Previous translators of AK produced their own unique versions of
each sentence; they couldn't all be right. In the end, it was Bartlett's
prior research into Tolstoy's hobbies (including, for some time,
beekeeping) for her biography that helped her to unlock his prose: two
peculiar verbs were exposed as highly specific beekeeping terminology,
rather than ambiguous grammar. Another problem was Tolstoy's use of the
singular noun pchela (bee) in a context that suggested multiple
bees. Finally her 'apiarial research' led to the revelation that Tolstoy
was, unusually but correctly, using pchela to signify an entire
hive rather than a solitary insect. This insight allowed her to
translate the 'bee passage' from Chapter Twelve of Part Two correctly,
perhaps for the first time in the history of Tolstoy translation. One
wonders what she would make of the Moscow/beehive passage in War and Peace.
I can't claim similarly research-intensive breakthroughs in my translation of Aleksandr Chayanov or the other authors featured in Red Spectres. However, I did repeatedly confront three perennial problems of translation: what do you do when your author's prose just isn't that good? How can you be sure you're getting it right? And, last but not least, how can you check whether to pay copyright fees? As every translator can be sure to stumble up against at least two of these, I'll describe my (fairly Jurassic) approach to all three."

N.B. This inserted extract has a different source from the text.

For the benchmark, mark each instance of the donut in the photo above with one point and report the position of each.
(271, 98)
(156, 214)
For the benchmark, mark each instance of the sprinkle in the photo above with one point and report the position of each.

I can't claim similarly research-intensive breakthroughs in my translation of Aleksandr Chayanov or the other authors featured in Red Spectres. However, I did repeatedly confront three perennial problems of translation: what do you do when your author's prose just isn't that good? How can you be sure you're getting it right? And, last but not least, how can you check whether to pay copyright fees? As every translator can be sure to stumble up against at least two of these, I'll describe my (fairly Jurassic) approach to all three."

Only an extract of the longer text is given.